Behördenzentrum Rostock

Auftraggeber: Staatliches Bau- und Liegenschaftsamt Neubrandenburg

Architekt: ARGE Buttler Architekten & Brenncke Architekten Brenncke Architekten Partnergesellschaft mbH

Kosten TGA netto €: 8.401.000,00

Leistungszeit: 2016 bis 2022

Leistung: Planung und Objektüberwachung, Sanitärtechnik, Heizungstechnik, Raumlufttechnik, Kältetechnik, Elektrotechnik, Nachrichtentechnik, Fördertechnik, Gebäudeautomation

Derzeit entsteht in Rostock zwischen der Blücherstraße, Ferdinandstraße und der Straße am Güterbahnhof das neue Behördenzentrum der Hansestadt Rostock. Das neue Gebäudeensemble aus der derzeit leerstehenden ehemaligen Polizeidirektion aus den 1950er Jahren wird umfangreich saniert und funktionell wiederbelebt. Zusätzlich entstehen zwei Erweiterungsbauten als Neubau.

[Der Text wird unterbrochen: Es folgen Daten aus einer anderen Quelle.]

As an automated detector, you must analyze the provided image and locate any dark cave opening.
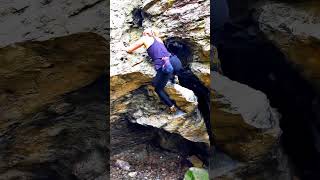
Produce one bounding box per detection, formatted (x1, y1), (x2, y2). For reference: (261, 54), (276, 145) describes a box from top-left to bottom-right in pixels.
(217, 20), (320, 179)
(132, 8), (149, 27)
(164, 37), (213, 144)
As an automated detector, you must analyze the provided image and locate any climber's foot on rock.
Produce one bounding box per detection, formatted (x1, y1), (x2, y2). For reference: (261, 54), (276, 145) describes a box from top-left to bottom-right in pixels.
(173, 110), (186, 119)
(169, 105), (177, 114)
(169, 105), (186, 119)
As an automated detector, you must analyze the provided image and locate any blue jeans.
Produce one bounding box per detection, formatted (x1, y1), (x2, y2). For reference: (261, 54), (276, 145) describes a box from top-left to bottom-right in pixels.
(170, 55), (183, 81)
(152, 56), (183, 107)
(152, 68), (173, 107)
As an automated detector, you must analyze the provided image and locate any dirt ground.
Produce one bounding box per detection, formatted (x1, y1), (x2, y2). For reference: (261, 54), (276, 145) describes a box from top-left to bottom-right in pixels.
(110, 120), (191, 180)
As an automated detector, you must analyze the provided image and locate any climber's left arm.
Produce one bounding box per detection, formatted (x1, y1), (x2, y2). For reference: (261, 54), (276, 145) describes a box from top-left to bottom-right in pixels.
(126, 38), (144, 54)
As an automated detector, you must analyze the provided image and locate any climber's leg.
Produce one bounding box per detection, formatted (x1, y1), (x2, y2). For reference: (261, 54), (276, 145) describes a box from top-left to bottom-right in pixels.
(170, 55), (183, 83)
(170, 55), (183, 72)
(153, 69), (173, 107)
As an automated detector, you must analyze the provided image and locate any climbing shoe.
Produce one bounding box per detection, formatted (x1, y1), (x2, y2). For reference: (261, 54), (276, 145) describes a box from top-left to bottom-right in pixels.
(172, 110), (186, 119)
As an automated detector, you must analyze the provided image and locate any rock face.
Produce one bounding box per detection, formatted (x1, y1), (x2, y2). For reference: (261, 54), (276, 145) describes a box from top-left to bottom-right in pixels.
(111, 85), (209, 143)
(110, 0), (210, 149)
(0, 33), (108, 121)
(211, 71), (289, 179)
(0, 0), (109, 46)
(255, 1), (320, 92)
(211, 72), (281, 161)
(0, 33), (109, 179)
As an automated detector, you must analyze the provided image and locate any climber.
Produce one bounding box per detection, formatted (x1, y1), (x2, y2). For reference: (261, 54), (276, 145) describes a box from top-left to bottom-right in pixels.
(126, 28), (184, 116)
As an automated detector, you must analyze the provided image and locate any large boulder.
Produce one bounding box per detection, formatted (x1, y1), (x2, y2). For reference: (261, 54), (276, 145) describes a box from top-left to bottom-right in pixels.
(211, 72), (281, 161)
(111, 84), (209, 144)
(0, 33), (108, 121)
(0, 33), (109, 179)
(255, 1), (320, 92)
(210, 71), (290, 179)
(0, 0), (109, 47)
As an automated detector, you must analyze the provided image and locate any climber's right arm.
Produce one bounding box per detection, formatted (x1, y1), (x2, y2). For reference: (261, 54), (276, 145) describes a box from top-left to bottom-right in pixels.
(126, 38), (145, 54)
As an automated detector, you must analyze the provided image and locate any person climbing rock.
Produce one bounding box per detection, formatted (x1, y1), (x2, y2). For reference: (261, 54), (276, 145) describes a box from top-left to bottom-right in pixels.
(126, 28), (185, 116)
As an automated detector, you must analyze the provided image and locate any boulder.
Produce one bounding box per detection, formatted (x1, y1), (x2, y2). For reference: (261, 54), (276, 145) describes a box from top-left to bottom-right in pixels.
(0, 75), (109, 180)
(111, 84), (209, 143)
(0, 0), (110, 47)
(210, 71), (292, 179)
(211, 72), (281, 162)
(190, 62), (211, 89)
(255, 1), (320, 92)
(0, 33), (108, 121)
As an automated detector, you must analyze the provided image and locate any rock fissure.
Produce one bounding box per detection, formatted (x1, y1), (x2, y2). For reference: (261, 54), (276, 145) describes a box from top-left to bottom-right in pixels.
(217, 2), (320, 179)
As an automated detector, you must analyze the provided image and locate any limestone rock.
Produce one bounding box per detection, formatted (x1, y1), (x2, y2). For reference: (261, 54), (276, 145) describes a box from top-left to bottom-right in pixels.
(211, 72), (281, 161)
(0, 0), (109, 47)
(255, 1), (320, 92)
(111, 86), (209, 143)
(0, 76), (109, 180)
(190, 62), (211, 88)
(0, 33), (108, 121)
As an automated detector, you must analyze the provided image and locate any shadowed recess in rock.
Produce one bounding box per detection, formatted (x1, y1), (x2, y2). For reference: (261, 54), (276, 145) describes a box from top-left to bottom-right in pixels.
(218, 19), (320, 179)
(132, 8), (148, 27)
(164, 37), (193, 67)
(165, 38), (213, 144)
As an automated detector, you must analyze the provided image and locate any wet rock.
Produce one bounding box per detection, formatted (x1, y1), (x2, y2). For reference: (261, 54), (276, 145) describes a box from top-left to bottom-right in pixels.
(0, 33), (108, 121)
(128, 172), (138, 178)
(211, 72), (291, 179)
(0, 76), (109, 180)
(190, 62), (211, 88)
(211, 72), (281, 161)
(188, 155), (204, 168)
(111, 87), (209, 143)
(0, 0), (109, 47)
(255, 1), (320, 93)
(116, 159), (131, 171)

In das Gebäudeensemble werden das Amt für Gesundheit und Soziales (LAGuS), das Staatliches Amt für Landwirtschaft und Umwelt - Mittleres Mecklenburg (StALU-MM), das Landesamt für Verkehr und Straßenbau (LS) und das Amt für Raumordnung und Landesplanung - Region Rostock (AfRL-RR) untergebracht sein.

 

Die Nutzung der Neubau- und Bestandsgebäude ist unterteilt in Büronutzung mit Registratur, Besprechungs- und Veranstaltungsräumen sowie in einen mehrgeschossigen Laborbereich im Neubau an der Ferdinandstraße. Die Labore sollen durch das Landesamtes für Gesundheit und Soziales (LAGuS) genutzt werden. Die Tätigkeiten in der Labornutzung sind der Virolo-gie/Serologie, Mikrobiologie und Krankenhaushygiene zuzuordnen. Der Laborbereich umfasst eine Nutzfläche von ca. 660 m² mit Laboren der Klasse S2. Die Räume gehören der Schutzstufe 2 nach BioStoffVO an. Die neuen Verwaltungsräume werden nach den neusten Standards der Bürokimmunikation und Datenausstattung hergerichtet.

Der Entwurfsansatz der Gebäudeplaner ist „das Grüne U“ mit der städtebaulichen Einbeziehung der angrenzenden Grünbereiche sowie der Realisierung eines Konzeptes zur Nachhaltigkeit für das Gebäudeensemble in den Gebäudekörpern, den Freianlagen und der energetischen Funktionalität.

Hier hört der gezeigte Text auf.